Virtual Charter Schools Negatively Impact Students


A new paper co-authored by IAS faculty member Joseph Ferrare finds that for-profit virtual charter schools have a strong, negative impact on student learning in math and English/Language Arts. The study, which was recently published in the journal Educational Researcher, was a collaboration with colleagues from the University of Notre Dame and University of Kentucky.

In the study, Ferrare and colleagues examined the longitudinal impact of switching from a traditional public school into one of Indiana’s for-profit virtual charter schools among students in grades 3 - 8. They found that, on average, students who made this switch experienced substantial losses to their academic achievement on the magnitude of a half of a standard deviation in math and a third of a standard deviation in ELA. The magnitude of change in both subjects is considered extremely large by researchers who study education policy.

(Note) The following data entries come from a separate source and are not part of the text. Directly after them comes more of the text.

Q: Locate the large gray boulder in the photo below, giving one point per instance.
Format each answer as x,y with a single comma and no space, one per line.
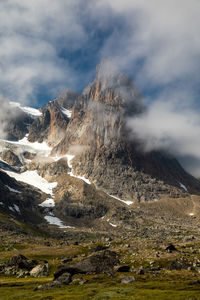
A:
102,261
41,270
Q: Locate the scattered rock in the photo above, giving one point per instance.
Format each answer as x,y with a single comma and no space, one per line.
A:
124,268
171,248
22,262
128,279
11,158
40,270
65,278
99,248
101,261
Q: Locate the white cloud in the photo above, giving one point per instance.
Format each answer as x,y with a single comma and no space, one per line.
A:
31,35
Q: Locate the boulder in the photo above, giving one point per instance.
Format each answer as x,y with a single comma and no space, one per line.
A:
11,158
65,278
102,261
22,262
128,279
171,248
124,268
40,270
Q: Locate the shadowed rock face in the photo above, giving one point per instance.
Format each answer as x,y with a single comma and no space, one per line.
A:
13,121
52,124
11,158
105,153
19,200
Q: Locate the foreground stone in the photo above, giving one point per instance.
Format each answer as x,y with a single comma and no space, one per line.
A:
102,261
40,270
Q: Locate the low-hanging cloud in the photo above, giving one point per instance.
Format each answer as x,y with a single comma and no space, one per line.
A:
157,42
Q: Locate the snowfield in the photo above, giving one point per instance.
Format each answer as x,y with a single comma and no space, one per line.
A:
56,221
126,202
69,162
32,178
13,190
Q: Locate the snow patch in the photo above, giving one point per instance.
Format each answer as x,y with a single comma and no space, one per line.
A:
32,178
66,112
34,146
37,146
56,221
13,190
69,159
183,186
126,202
48,203
80,177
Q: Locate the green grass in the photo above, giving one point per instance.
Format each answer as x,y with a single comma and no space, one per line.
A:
99,289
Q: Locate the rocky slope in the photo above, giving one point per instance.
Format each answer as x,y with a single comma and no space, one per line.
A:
78,168
104,151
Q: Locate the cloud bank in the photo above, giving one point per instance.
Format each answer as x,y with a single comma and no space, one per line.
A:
53,45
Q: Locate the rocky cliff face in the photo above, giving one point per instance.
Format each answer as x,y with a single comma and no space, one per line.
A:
51,126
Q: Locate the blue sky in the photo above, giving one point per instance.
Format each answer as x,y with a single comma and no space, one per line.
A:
48,46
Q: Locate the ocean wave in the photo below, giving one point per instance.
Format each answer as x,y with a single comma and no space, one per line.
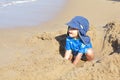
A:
5,4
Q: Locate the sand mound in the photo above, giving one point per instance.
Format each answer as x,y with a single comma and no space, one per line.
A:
44,60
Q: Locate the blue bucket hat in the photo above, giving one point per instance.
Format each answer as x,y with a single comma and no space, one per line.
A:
82,25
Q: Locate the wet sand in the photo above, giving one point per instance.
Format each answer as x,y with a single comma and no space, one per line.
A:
36,53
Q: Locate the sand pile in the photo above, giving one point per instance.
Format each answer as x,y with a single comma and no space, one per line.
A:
44,58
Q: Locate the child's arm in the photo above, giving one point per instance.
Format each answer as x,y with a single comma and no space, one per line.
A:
67,54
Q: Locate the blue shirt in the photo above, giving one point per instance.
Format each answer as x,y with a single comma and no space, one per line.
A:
76,45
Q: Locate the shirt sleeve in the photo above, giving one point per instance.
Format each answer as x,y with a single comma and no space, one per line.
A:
67,46
84,48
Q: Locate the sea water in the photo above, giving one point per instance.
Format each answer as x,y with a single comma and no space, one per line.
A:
16,13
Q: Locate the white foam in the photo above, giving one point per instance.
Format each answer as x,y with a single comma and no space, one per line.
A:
5,4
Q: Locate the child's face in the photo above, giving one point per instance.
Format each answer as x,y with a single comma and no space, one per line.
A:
73,32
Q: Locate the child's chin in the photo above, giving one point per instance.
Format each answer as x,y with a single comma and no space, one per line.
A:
71,36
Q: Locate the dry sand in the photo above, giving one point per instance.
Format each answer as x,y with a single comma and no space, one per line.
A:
37,53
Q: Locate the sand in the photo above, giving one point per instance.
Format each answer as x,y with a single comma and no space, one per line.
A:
37,53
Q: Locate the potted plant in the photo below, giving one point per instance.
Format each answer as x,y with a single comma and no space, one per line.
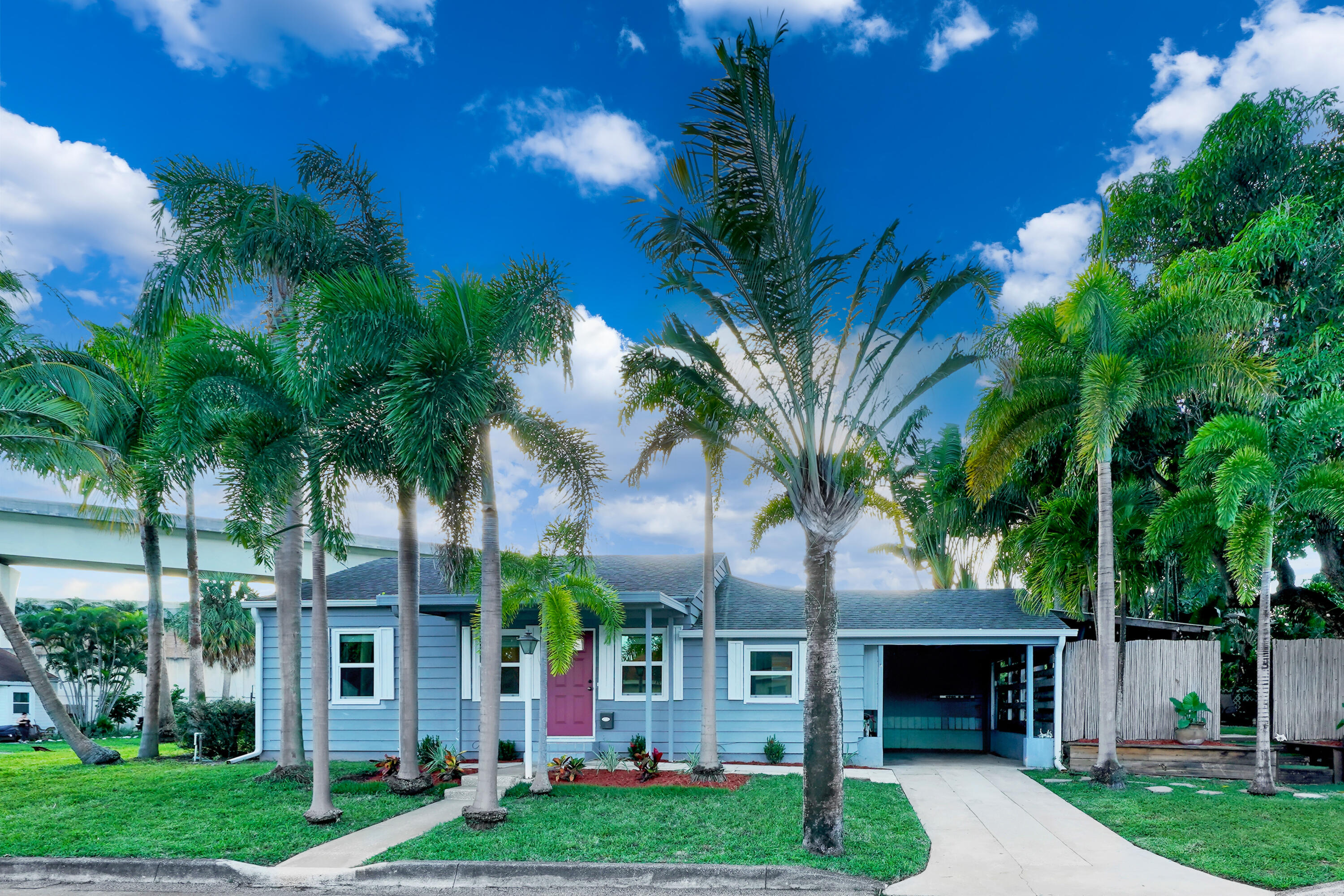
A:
1190,727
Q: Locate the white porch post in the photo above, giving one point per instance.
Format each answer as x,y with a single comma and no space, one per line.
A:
1060,695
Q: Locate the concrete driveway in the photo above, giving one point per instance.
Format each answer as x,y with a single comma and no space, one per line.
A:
996,832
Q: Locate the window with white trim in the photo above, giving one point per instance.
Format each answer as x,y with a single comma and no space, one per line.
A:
772,673
632,668
362,665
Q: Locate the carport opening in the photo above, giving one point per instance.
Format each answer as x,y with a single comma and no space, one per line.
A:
936,698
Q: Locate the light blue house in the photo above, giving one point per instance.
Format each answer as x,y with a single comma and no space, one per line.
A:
918,669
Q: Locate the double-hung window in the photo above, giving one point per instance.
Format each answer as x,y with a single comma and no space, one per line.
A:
362,665
632,667
772,673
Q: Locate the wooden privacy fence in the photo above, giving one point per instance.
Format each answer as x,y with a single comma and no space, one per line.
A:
1154,672
1308,689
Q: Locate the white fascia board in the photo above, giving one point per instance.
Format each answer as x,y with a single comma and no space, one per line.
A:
995,636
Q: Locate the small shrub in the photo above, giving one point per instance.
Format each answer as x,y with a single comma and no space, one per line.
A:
228,727
568,767
609,759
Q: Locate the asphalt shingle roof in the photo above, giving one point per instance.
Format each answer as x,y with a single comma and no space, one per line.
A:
750,605
746,605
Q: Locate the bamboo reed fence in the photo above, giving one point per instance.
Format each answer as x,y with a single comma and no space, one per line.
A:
1308,685
1155,671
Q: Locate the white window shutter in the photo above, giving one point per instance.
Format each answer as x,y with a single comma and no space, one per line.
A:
737,673
678,664
385,665
464,657
803,669
607,663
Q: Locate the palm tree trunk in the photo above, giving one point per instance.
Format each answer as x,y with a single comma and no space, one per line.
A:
486,812
195,652
709,767
542,778
823,769
1264,784
289,571
1108,769
154,641
89,753
322,812
408,617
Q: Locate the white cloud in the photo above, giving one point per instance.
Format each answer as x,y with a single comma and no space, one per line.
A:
631,41
64,201
601,150
1023,27
263,35
706,21
1051,252
1287,47
952,35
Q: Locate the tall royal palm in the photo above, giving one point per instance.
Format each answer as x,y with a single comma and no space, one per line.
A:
697,406
449,389
1084,367
815,383
1253,473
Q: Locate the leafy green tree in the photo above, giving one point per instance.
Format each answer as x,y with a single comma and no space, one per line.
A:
697,405
815,385
92,648
1250,472
1088,365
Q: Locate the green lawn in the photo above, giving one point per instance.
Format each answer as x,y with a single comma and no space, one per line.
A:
171,809
1268,841
756,825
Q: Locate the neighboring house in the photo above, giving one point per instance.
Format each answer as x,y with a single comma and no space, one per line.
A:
17,695
918,669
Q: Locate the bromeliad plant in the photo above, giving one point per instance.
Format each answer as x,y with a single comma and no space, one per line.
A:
1189,710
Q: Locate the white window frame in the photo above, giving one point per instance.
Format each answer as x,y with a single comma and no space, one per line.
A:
772,648
619,665
527,668
383,667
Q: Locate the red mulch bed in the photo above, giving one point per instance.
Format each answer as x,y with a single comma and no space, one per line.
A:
1164,743
631,778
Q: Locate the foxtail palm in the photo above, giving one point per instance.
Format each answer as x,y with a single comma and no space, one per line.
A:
1253,472
816,385
697,406
1084,367
449,390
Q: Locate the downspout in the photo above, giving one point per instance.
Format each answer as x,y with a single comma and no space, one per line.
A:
257,689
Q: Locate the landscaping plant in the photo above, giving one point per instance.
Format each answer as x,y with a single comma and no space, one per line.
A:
1189,710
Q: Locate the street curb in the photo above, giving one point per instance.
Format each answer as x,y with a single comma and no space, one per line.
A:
429,875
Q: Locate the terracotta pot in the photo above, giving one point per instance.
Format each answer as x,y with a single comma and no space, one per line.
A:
1193,735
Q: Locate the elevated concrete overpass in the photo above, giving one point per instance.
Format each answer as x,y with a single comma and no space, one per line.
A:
56,534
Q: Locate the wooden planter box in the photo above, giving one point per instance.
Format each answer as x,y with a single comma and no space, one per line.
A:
1226,761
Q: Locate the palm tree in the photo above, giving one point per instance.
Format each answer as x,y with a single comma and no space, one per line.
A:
449,389
558,587
1084,367
815,385
1253,473
695,405
43,429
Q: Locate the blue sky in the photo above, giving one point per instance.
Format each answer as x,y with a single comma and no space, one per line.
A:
502,129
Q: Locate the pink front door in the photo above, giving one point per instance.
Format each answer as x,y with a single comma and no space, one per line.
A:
569,708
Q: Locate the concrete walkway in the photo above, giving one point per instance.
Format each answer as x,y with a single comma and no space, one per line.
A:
358,848
996,832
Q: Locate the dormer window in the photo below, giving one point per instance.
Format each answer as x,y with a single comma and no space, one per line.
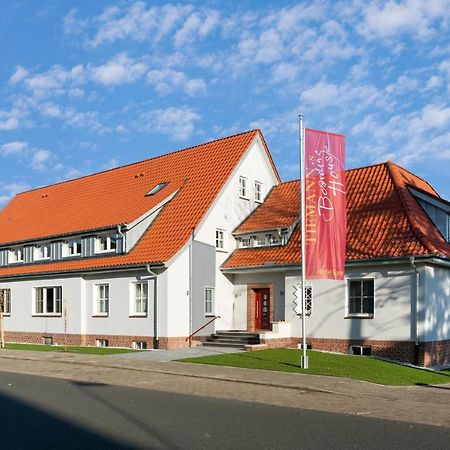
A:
106,243
156,189
43,251
243,187
17,255
72,248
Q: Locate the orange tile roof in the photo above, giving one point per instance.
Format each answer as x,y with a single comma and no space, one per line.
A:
117,196
383,219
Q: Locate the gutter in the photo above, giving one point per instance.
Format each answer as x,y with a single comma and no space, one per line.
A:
154,276
415,305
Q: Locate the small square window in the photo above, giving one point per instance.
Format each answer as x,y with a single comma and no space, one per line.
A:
242,187
220,239
209,301
361,297
102,343
258,192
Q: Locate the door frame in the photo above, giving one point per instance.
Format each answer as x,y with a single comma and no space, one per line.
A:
251,310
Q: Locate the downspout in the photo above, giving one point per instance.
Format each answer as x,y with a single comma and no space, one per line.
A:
190,285
124,238
155,306
412,262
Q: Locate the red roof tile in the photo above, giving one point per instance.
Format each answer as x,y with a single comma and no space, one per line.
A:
383,219
118,196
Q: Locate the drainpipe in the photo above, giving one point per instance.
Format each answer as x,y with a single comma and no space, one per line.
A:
412,262
155,306
124,238
190,285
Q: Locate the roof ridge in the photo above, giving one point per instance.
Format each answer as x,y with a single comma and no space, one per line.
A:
139,162
403,201
414,175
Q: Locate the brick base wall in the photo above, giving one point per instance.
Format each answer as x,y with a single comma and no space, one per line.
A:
90,340
428,353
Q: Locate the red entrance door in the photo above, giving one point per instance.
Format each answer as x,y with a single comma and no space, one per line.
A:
262,309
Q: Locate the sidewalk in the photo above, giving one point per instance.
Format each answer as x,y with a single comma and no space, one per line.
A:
425,404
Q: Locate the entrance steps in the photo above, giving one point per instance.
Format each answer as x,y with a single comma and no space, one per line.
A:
233,339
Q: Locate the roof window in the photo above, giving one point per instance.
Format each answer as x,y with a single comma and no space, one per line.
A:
156,189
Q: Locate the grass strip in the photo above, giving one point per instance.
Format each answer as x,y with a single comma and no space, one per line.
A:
346,366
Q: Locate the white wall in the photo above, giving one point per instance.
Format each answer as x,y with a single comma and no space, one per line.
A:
436,311
22,298
227,212
392,315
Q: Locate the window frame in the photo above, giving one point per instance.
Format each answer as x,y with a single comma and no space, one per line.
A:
220,239
258,194
243,187
360,315
67,244
108,240
56,301
41,257
133,302
7,304
98,299
211,301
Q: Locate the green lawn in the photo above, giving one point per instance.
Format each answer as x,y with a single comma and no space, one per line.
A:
69,349
347,366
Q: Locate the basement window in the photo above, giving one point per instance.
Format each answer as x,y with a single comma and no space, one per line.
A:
156,189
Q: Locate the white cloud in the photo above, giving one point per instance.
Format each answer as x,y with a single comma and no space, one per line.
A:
19,74
13,148
119,70
177,123
198,24
40,158
166,81
391,18
137,22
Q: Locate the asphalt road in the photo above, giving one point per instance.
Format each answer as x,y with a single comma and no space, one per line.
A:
47,413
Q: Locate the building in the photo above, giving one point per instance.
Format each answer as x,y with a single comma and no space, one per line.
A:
395,300
146,254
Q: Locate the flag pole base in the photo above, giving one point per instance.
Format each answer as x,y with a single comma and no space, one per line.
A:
304,362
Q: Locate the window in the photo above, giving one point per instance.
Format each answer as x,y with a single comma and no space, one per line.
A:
106,243
102,303
17,255
48,300
140,299
259,241
242,187
246,242
101,342
258,192
272,239
209,301
43,251
73,248
5,301
361,298
156,189
220,245
139,345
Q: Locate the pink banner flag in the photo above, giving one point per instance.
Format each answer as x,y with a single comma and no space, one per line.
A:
325,205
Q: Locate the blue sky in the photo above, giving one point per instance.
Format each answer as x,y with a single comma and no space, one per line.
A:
89,85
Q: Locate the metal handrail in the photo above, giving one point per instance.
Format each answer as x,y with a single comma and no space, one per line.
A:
201,328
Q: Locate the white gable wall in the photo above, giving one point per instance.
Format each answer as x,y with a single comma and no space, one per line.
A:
435,313
227,212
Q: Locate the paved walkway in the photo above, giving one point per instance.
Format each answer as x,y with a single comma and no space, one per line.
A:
173,355
418,404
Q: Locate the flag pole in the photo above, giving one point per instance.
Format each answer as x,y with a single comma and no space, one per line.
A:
304,358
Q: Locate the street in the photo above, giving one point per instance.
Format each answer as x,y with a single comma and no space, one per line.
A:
48,413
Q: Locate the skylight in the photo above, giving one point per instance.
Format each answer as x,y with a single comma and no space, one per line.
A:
156,189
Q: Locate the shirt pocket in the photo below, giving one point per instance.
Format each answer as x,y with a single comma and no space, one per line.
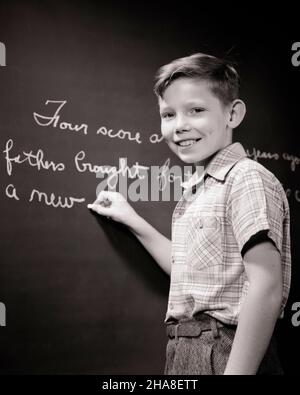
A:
204,242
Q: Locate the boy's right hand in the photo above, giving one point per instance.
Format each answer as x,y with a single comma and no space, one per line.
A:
114,206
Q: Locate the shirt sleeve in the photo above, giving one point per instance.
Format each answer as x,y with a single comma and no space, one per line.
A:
255,205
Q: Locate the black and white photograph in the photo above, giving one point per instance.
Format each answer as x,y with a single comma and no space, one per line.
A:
149,192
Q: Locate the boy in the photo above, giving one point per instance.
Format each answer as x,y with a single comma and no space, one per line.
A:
229,258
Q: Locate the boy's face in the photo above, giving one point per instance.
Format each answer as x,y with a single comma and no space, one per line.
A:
194,122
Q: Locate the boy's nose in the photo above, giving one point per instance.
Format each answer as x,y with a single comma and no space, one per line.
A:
182,125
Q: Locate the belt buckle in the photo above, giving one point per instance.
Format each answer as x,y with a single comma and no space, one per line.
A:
176,331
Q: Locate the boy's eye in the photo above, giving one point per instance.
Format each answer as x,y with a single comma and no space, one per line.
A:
196,110
167,115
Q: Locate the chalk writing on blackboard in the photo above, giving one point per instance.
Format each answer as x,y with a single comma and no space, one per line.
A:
54,120
33,159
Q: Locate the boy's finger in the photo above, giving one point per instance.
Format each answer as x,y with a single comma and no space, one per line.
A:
99,209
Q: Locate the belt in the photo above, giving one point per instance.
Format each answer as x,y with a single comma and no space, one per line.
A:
193,327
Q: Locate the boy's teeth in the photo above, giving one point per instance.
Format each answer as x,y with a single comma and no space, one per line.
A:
186,142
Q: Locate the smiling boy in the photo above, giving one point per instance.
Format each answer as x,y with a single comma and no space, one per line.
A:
229,258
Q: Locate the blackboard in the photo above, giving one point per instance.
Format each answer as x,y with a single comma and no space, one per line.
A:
79,294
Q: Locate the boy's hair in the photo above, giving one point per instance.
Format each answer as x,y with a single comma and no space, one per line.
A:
219,73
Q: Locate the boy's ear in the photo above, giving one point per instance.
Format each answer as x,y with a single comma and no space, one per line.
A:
237,113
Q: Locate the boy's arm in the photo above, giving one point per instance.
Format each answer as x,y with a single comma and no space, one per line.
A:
260,309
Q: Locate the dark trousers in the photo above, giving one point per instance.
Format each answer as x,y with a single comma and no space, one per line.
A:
201,346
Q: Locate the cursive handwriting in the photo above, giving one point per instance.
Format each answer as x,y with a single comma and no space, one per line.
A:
35,160
257,154
53,120
66,202
121,134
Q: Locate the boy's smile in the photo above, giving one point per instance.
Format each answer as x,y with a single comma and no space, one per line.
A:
194,122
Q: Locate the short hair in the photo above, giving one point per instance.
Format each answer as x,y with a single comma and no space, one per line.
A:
219,73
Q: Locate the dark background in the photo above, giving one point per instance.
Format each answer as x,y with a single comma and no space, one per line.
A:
81,294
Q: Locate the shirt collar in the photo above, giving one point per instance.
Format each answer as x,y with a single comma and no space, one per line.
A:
219,165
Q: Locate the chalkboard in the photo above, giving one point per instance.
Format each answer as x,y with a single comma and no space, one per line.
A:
78,293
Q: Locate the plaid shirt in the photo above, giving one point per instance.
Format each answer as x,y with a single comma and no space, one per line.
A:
236,197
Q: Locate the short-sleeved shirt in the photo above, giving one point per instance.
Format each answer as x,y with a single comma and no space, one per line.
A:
236,199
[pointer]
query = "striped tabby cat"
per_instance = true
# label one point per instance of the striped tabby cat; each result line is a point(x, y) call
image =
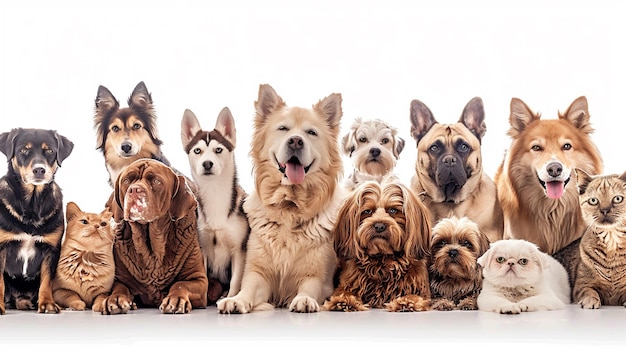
point(601, 274)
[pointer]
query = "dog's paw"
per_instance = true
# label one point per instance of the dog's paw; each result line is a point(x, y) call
point(230, 305)
point(304, 304)
point(172, 304)
point(409, 303)
point(117, 304)
point(344, 303)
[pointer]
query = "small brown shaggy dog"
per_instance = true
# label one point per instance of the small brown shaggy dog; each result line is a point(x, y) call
point(455, 276)
point(382, 239)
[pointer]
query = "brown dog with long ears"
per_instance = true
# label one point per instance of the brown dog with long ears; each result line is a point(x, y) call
point(449, 169)
point(156, 250)
point(536, 182)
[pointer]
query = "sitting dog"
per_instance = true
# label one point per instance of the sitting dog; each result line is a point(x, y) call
point(222, 225)
point(374, 147)
point(382, 240)
point(449, 168)
point(156, 249)
point(455, 276)
point(31, 218)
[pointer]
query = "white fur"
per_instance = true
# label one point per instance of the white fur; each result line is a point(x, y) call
point(510, 287)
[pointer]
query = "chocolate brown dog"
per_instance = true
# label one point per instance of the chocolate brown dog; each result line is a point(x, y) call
point(157, 254)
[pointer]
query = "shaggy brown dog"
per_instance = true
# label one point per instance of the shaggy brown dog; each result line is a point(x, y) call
point(382, 239)
point(157, 254)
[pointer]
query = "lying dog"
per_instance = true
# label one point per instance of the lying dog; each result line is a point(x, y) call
point(374, 147)
point(222, 225)
point(449, 169)
point(126, 134)
point(382, 240)
point(31, 218)
point(295, 153)
point(156, 250)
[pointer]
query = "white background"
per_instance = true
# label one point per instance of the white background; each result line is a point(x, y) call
point(378, 55)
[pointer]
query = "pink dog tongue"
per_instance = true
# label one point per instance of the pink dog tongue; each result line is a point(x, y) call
point(295, 172)
point(555, 189)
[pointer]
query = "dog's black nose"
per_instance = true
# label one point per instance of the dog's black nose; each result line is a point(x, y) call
point(453, 253)
point(295, 143)
point(207, 165)
point(554, 169)
point(380, 227)
point(39, 171)
point(126, 147)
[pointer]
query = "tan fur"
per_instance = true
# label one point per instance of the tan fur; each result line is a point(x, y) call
point(290, 259)
point(455, 276)
point(529, 214)
point(382, 239)
point(437, 143)
point(86, 266)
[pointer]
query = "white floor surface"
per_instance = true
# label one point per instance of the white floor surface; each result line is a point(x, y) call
point(205, 329)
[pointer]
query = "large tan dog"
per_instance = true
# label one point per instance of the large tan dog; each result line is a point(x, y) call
point(157, 254)
point(536, 182)
point(449, 168)
point(290, 260)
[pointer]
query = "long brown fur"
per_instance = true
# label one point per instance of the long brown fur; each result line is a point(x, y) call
point(290, 259)
point(383, 253)
point(529, 214)
point(86, 267)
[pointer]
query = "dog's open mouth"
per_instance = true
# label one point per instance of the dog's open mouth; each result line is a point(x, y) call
point(554, 189)
point(294, 170)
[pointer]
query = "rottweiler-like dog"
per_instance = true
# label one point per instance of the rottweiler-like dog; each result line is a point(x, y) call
point(31, 218)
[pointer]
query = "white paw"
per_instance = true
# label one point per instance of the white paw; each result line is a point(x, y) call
point(233, 305)
point(304, 304)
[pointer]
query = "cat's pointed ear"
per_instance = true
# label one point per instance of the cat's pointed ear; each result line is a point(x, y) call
point(582, 180)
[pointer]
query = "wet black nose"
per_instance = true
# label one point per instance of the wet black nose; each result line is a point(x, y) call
point(554, 169)
point(126, 147)
point(380, 227)
point(295, 143)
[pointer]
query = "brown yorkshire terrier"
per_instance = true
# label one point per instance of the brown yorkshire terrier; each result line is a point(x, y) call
point(381, 237)
point(455, 276)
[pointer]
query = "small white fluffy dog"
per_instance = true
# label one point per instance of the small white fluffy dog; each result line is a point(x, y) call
point(374, 148)
point(517, 277)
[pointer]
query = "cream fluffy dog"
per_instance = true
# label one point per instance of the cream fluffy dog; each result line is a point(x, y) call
point(374, 148)
point(297, 163)
point(517, 277)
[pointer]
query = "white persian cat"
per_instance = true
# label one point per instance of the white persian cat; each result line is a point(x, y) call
point(517, 277)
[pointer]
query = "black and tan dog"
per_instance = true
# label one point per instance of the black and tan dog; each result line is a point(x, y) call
point(449, 169)
point(31, 218)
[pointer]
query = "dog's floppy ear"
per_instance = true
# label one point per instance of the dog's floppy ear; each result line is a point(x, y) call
point(422, 119)
point(473, 117)
point(7, 142)
point(521, 116)
point(183, 200)
point(65, 147)
point(578, 114)
point(267, 102)
point(189, 127)
point(330, 109)
point(225, 124)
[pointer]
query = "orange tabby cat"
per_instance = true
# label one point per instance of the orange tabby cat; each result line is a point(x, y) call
point(86, 268)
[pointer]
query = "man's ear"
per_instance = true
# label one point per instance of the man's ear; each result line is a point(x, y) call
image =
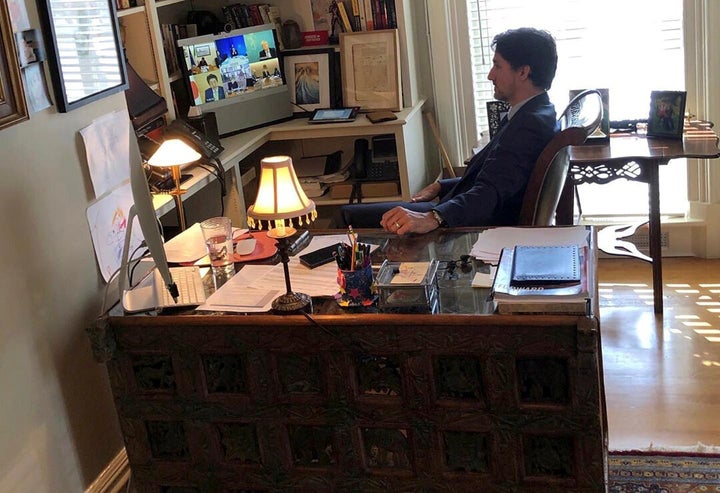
point(524, 72)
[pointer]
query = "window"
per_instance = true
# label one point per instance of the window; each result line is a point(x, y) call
point(629, 47)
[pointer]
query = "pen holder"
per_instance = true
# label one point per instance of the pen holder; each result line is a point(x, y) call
point(356, 287)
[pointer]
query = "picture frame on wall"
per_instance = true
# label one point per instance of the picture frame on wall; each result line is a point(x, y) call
point(13, 108)
point(370, 70)
point(667, 114)
point(311, 75)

For-profit charter schools seek to make a profit by using public funds to operate schools at a lower cost than traditional public schools. Virtual charter schools often save costs by increasing student-to-teacher ratios. In fact, Ferrare and colleagues found that Indiana’s virtual charter schools averaged 100 students per teacher.

Given the recent shift to online learning across the country, many are wondering if the results from virtual charter schools are an indication of how our traditional public school students may be faring during the pandemic. In a recent blogpost featured at the Brookings Institution, however, Ferrare and colleagues urged caution in directly comparing for-profit virtual schools and the forms of online learning taking place in the context of a global pandemic. Nevertheless, their results do suggest that Education Secretary DeVos’ recent push to expand virtual charter schools’ operation of public schools during the pandemic is highly misguided.